Frederic hatte Glück im Unglück. Bewegungseinschränkungen durch die Narben hat er nicht und sind auch später nicht zu erwarten. Seine Eltern müssen in den nächsten Monaten seine Narben lediglich ein- bis zweimal am Tag eincremen und massieren, damit sie geschmeidig bleiben. Außerdem muss der Eineinhalbjährige eine Kompressionsjacke tragen, damit verdickte Narben weiter im Wachstum gehemmt werden. Da Frederic wächst, muss die Verbrennungsjacke immer wieder durch ein Sanitätshaus angepasst werden.

Zwei Drittel aller Kinder mit Verbrühungen oder Verbrennung (oder thermischen Verletzungen) sind jünger als fünf Jahre. Schon eine Tasse heißer Tee kann im schlimmsten Fall 20 Prozent der Körperfläche eines Kleinkindes verbrühen. Die häufigsten Verbrühungen im Kindesalter entstehen, wenn die Kinder etwa heiße Getränke vom Tisch oder Töpfe mit heißen Flüssigkeiten vom Herd herunterziehen. Andere mögliche Ursachen für Verbrennungen sind das Berühren heißer Herdplatten oder Backofentüren oder das Greifen nach brennenden Kerzen. Umso wichtiger sind in solchen Notfällen die richtigen Maßnahmen zur Ersten Hilfe, vor allem zur Schmerzlinderung.

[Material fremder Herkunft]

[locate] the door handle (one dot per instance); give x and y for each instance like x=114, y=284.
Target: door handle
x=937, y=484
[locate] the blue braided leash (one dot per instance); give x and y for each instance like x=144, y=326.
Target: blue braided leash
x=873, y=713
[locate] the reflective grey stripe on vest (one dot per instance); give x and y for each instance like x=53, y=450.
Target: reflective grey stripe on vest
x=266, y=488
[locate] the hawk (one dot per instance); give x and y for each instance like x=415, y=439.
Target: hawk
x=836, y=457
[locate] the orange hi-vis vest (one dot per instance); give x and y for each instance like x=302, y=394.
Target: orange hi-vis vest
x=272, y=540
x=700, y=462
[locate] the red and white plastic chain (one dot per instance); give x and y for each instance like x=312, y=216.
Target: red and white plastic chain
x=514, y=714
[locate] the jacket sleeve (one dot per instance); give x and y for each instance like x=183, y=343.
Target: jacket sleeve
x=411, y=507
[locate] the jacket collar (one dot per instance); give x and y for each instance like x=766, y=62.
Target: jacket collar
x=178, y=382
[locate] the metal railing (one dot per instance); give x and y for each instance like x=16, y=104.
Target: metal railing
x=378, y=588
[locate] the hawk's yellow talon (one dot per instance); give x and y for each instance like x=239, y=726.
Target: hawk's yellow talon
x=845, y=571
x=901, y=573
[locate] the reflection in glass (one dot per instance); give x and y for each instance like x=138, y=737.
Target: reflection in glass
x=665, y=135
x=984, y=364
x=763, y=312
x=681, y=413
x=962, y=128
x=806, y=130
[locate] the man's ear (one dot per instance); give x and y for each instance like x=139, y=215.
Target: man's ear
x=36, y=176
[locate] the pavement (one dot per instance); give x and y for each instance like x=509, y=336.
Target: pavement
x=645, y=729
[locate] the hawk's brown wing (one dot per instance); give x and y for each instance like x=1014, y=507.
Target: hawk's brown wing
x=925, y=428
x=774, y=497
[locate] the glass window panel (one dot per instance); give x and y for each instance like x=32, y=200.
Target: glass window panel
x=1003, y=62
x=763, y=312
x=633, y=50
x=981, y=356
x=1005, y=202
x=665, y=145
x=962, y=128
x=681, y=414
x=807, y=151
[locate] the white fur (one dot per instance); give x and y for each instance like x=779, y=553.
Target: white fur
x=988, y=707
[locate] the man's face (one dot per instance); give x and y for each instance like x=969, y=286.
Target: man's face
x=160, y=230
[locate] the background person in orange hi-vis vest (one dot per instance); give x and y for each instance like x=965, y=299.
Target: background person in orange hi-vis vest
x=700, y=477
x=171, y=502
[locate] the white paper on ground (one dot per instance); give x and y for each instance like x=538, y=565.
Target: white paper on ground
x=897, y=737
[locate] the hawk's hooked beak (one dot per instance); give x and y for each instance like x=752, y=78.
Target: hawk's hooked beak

Verbrennungen: Das ist im Notfall zu tun

Bei einer Verbrennung oder Verbrühung sollte die betroffene Stelle sofort gekühlt werden – am besten fünf bis zehn Minuten lang unter kühles bis lauwarmes Wasser (15 bis 18 Grad) halten. Das Kind sollte hierbei aber nicht auskühlen. Danach kann die Wunde mit einer sterilen Kompresse aus dem Verbandkasten locker bedeckt werden. Kleine Brandblasen müssen nicht zwingend geöffnet werden. Bei schlimmeren Verbrühungen oder Verbrennungen immer den Arzt aufsuchen oder den Notarzt rufen.


Beim Verein Paulinchen – Initiative für brandverletzte Kinder e.V., werden Familien nach Verbrennungs- und Verbrühungsunfällen ihrer Kinder beraten und erhalten Hife bei Problemen in der Rehabilitationszeit. Speziell am Tag des brandverletzten Kindes am 7. Dezember machen die Vereinsmitglieder auf Unfallursachen aufmerksam und informieren über Erste-Hilfe-Maßnahmen.